Человеческая бесчеловечность, когда сознание находится за пределами «я», коренится в осознании насилия — внутри «я». Отказ от своей пристрастности как индивида осуществляется как бы силой тирании. Однако, если пристрастность индивида, понимаемая как сам принцип его индивидуации, является одновременно и принципом отсутствия связности, то с помощью какого волшебства простое сложение бессвязностей может привести к рождению связного безличного дискурса, а не к беспорядочному гомону толпы? Ведь моя индивидуальность это нечто совсем иное, чем та животная пристрастность, к которой попытались бы добавить разум, выведенный из противоречий враждебных друг другу сил, свойственных животному началу. Своеобразие моей индивидуальности существует на уровне ее разума, она — апология, то есть личностный дискурс «я», обращенный к другим. Мое бытие творит себя, творя себя в дискурсе для других, оно есть то, что обнаруживает себя перед другим и вместе с тем участвует, присутствует в собственном проявлении. Я существую в истине, созидая себя в истории, под знаком приговора, который выносится в моем присутствии, то есть оставляя за мной слово. Выше мы показали, что этот апологетический дискурс получает свое завершение в доброте. Отличие между «явить себя в истории» (без права на слово) и «явить себя другому, присутствуя в момент собственной явленности». есть вместе с тем отличие моего политического бытия от бытия религиозного.
В моем религиозном бытии я пребываю в истине. Делает ли невозможной эту истину насилие, вводимое в бытие смертью?
Не заставляет ли насилие со стороны смерти умолкнуть субъективность, без которой истина не могла бы ни заявить о себе, ни вообще существовать, — или, если прибегнуть к слову, столь часто используемому в данном исследовании, охватывающему понятия «являть себя» и «быть», — без которой истина не могла бы производить себя'? Разве что субъективность могла бы не только согласиться на молчание, возмущенная насилием разума, повергающим апологию в безмолвие, но и без всякого насилия отказаться от самой себя, добровольно остановить апологию — и это не было бы ни самоубийством, ни смирением: это была бы любовь.

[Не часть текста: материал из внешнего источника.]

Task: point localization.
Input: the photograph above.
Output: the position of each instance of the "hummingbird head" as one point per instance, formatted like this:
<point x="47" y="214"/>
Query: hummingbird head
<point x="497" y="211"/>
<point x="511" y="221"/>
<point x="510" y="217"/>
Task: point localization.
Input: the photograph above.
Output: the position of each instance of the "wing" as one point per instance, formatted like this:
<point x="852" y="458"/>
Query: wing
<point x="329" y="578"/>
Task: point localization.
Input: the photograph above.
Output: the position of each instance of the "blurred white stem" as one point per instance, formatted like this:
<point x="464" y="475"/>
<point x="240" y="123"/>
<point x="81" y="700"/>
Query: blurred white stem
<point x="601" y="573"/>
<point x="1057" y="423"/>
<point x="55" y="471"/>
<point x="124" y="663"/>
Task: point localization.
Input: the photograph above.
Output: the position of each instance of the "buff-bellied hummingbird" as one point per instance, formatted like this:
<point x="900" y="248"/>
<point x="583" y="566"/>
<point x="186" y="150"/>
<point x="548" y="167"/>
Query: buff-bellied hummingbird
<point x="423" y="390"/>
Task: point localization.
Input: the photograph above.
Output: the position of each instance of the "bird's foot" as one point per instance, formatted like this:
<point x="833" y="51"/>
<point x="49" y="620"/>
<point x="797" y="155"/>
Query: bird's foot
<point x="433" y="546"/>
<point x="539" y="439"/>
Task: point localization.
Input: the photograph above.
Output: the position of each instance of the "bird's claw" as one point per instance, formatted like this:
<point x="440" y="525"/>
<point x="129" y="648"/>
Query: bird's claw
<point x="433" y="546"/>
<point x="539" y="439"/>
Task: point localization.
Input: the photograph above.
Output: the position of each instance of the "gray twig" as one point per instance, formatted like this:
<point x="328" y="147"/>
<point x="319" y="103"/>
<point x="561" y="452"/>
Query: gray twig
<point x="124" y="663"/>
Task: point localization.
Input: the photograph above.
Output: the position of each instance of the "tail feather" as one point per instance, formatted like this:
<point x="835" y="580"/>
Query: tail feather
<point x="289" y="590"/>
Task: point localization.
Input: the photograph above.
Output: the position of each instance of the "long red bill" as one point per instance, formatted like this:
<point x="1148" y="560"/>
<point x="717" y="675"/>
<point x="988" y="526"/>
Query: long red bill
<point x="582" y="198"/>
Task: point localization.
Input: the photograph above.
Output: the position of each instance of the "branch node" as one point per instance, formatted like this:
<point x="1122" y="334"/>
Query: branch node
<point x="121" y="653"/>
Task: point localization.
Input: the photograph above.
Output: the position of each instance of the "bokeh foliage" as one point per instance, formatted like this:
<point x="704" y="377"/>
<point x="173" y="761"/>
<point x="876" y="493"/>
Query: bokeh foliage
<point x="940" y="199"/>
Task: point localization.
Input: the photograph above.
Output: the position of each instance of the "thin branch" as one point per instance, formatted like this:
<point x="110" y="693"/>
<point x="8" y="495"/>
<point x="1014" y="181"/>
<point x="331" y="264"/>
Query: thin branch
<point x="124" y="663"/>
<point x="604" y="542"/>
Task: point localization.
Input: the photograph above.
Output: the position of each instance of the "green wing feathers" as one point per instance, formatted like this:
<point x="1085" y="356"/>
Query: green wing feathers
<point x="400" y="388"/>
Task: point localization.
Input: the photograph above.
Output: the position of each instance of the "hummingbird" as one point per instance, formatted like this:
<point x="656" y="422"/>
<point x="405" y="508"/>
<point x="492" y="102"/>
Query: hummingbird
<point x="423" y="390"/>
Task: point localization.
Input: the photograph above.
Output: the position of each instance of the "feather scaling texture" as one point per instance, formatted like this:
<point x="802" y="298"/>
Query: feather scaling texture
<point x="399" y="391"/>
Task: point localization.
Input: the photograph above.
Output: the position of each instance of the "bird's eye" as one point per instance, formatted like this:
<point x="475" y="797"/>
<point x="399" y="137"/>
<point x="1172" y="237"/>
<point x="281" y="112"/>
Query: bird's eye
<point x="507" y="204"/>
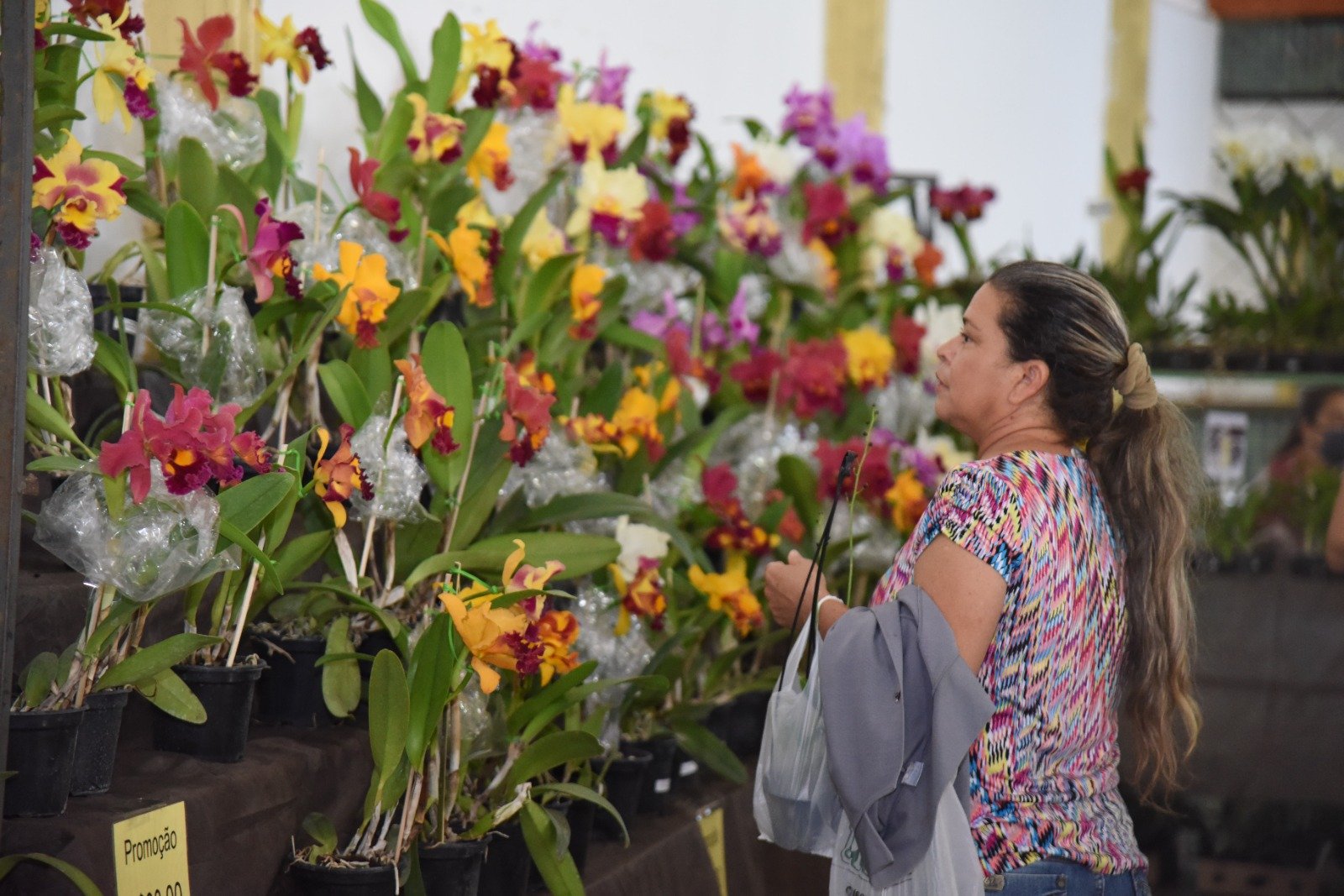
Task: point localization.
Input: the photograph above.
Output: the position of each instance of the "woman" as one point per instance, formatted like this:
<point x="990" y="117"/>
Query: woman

Подчинение тирании, покорность всеобщему закону, даже разумному, но останавливающему апологию, скомпрометировало бы истину моего бытия.
Теперь нам следует определить тот план, который одновременно и предполагает и трансцендирует эпифанию Другого в лице, план, где «я» обретается вне смерти и оказывается выше возврата к себе.
Это — план любви и плодовитости, где субъективность полагает себя в зависимости от этих феноменов.
А. Двойственность любви
Метафизическое событие трансценденции — приятие Другого и гостеприимство, Желание и язык — не совершается как любовь. Однако трансценденция дискурса связана с любовью. Мы покажем, каким образом через любовь трансценденция распространяется одновременно и дальше, и ближе, чем язык.